A small sale with outsized implications

The transaction accounted for only 0.0038% of Strategy’s total Bitcoin holdings, which stand at 843,706 BTC acquired at an average price of $75,699. Despite its size, the sale drew attention due to its symbolic break from the company’s long-standing accumulation strategy.

Michael Saylor had previously suggested such a move. On May 5, he said:

“We will probably sell some Bitcoin to pay a dividend just to inoculate the market. Just to send the message that we did it.”

The sale appears to align with that message. It demonstrated that Strategy can convert Bitcoin into cash when needed, particularly to meet obligations tied to its growing portfolio of financial instruments.

Preferred stock strategy comes into focus

Strategy has expanded beyond simple Bitcoin accumulation into a broader capital markets approach. Over the past year, the company introduced several perpetual preferred stocks, including STRK, STRF, STRD, and STRC.

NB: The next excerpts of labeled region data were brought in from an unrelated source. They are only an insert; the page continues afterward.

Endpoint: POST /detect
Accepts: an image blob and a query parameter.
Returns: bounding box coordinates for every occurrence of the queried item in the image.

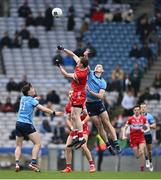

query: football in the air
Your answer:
[52,8,63,18]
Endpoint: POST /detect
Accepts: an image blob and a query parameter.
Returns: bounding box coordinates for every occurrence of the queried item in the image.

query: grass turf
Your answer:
[0,170,161,179]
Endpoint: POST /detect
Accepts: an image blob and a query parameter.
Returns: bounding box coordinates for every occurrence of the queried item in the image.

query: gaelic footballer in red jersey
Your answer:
[122,106,149,171]
[62,92,96,173]
[57,46,89,149]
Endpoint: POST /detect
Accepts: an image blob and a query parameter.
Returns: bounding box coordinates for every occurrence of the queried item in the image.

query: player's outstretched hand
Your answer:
[55,59,60,67]
[55,111,64,116]
[57,45,64,51]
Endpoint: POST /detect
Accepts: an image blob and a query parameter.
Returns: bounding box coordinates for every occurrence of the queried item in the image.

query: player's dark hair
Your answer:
[21,83,32,96]
[80,57,88,68]
[140,102,146,106]
[133,104,140,109]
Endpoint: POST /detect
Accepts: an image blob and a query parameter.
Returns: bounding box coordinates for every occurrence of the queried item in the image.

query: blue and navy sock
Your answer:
[16,160,19,164]
[31,159,37,164]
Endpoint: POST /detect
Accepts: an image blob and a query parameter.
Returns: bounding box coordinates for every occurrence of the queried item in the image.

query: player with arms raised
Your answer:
[57,46,89,149]
[62,91,96,173]
[140,103,156,171]
[122,105,149,171]
[15,83,64,172]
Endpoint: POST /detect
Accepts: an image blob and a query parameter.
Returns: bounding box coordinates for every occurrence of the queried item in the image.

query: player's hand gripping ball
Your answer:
[52,8,63,18]
[57,45,64,51]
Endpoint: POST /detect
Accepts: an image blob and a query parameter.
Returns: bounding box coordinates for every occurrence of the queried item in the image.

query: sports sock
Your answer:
[113,140,119,147]
[145,155,148,160]
[72,129,78,139]
[149,152,152,163]
[66,164,71,168]
[78,131,83,141]
[89,160,94,165]
[31,159,37,164]
[16,160,19,164]
[106,141,111,147]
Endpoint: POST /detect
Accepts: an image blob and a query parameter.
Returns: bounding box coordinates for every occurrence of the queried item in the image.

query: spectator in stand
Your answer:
[152,73,161,88]
[112,9,122,22]
[67,6,75,31]
[18,75,28,91]
[2,97,13,113]
[46,90,60,104]
[6,78,18,92]
[138,87,151,104]
[13,96,21,113]
[111,64,124,92]
[121,90,136,117]
[129,44,141,58]
[35,94,47,116]
[53,51,64,65]
[18,1,31,18]
[13,31,21,48]
[154,10,161,27]
[136,14,161,50]
[80,17,89,37]
[122,9,134,23]
[39,119,51,134]
[26,13,35,27]
[28,34,40,49]
[52,121,67,144]
[0,31,12,48]
[19,25,30,39]
[123,73,131,91]
[91,7,104,23]
[140,43,153,67]
[45,6,54,31]
[35,12,45,26]
[130,64,142,96]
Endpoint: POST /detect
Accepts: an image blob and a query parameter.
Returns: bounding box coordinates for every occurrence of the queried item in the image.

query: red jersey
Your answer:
[127,115,147,140]
[72,66,89,92]
[65,101,89,134]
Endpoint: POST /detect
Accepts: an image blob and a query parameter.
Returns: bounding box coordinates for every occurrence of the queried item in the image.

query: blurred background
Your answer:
[0,0,161,171]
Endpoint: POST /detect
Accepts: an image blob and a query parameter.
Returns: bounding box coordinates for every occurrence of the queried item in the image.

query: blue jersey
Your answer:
[17,96,39,124]
[87,71,107,101]
[144,113,155,134]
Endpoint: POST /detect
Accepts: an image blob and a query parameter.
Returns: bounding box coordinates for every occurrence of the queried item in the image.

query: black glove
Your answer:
[57,45,64,51]
[55,59,60,67]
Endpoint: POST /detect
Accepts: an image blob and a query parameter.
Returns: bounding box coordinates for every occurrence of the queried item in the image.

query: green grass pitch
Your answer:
[0,170,161,179]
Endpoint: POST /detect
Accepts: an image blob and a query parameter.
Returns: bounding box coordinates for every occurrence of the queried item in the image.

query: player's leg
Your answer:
[71,107,85,149]
[61,135,73,173]
[99,111,121,153]
[82,134,96,172]
[146,144,153,171]
[28,132,41,172]
[139,143,145,171]
[15,136,24,172]
[91,116,115,155]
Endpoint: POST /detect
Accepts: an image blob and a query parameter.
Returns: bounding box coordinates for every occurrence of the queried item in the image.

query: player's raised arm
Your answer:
[36,104,64,116]
[57,46,80,63]
[121,123,129,139]
[87,86,105,99]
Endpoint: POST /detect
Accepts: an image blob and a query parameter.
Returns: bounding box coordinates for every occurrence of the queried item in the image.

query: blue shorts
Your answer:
[16,121,36,137]
[86,101,106,117]
[144,134,152,144]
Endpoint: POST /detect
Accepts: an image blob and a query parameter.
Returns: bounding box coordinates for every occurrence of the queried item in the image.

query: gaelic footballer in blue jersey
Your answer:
[140,103,156,171]
[86,64,121,155]
[15,83,63,172]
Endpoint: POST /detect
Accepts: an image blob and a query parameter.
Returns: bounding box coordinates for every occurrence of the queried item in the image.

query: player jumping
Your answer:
[57,46,89,149]
[86,64,121,155]
[15,83,63,172]
[122,105,149,171]
[140,103,156,171]
[62,91,96,173]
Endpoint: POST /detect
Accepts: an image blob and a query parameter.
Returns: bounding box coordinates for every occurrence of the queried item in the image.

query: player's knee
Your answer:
[65,146,72,152]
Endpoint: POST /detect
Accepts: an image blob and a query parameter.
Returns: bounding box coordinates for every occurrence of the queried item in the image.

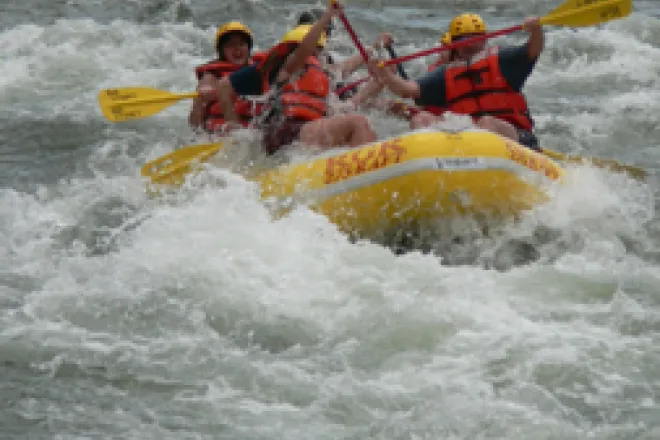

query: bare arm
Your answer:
[369,60,420,99]
[524,17,545,60]
[188,73,217,127]
[217,78,238,122]
[341,32,392,78]
[277,4,335,81]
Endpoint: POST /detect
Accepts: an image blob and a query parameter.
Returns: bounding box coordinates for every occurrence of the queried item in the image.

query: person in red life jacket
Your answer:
[370,14,544,149]
[188,21,263,133]
[218,4,376,154]
[298,9,392,102]
[427,31,456,72]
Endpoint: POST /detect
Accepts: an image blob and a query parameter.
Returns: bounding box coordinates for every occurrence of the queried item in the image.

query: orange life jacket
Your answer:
[278,56,330,121]
[195,52,266,132]
[426,60,446,72]
[425,47,533,131]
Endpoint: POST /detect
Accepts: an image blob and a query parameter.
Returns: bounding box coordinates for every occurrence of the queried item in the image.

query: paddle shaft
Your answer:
[383,24,523,66]
[335,9,369,63]
[385,45,408,79]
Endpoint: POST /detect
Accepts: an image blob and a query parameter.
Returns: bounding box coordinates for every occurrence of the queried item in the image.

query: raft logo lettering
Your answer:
[504,142,559,179]
[435,157,480,170]
[324,139,406,184]
[575,0,610,8]
[600,5,622,20]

STRC has become central to this strategy. The instrument offers monthly cash distributions and carries an annualized dividend rate of 11.5%, a level maintained for four consecutive months. The company adjusts the rate monthly to keep the share price close to its $100 par value.

Maintaining that price level plays a key role in Strategy’s funding model. When shares trade near par, the company can issue additional stock under favorable conditions. This allows it to raise capital, purchase more Bitcoin, and meet dividend obligations.

However, recent trading shows signs of strain. STRC has not held its $100 level since mid-May and dropped to $97.11 before recovering to around $99.10. This fluctuation has increased scrutiny of the system supporting the company’s structure.

Liquidity is not the core concern

Glenn Cameron, global head of institutional at Onramp Bitcoin, pointed out that Bitcoin’s liquidity has never been in doubt. The asset trades continuously across global markets and processes tens of billions of dollars in daily volume.

The concern centers on timing and conditions. Cameron wrote that Strategy’s model assumes Bitcoin would need to appreciate by about 2.3% annually to offset an estimated $1.6 billion dividend obligation tied to STRC.

That assumption depends on stable or rising market conditions. Dividend payments require cash, not unrealized gains. If Bitcoin’s price declines, the same obligations consume a larger share of the company’s resources.

This dynamic becomes more complex as Strategy continues issuing preferred shares. A larger dividend burden could require additional funding sources if market conditions weaken.

Market conditions shape the strategy’s limits

In a strong market, Strategy can rely on multiple funding channels. It can issue common shares, expand preferred offerings, and limit Bitcoin sales. A rising Bitcoin price strengthens the value of its treasury and supports the overall structure.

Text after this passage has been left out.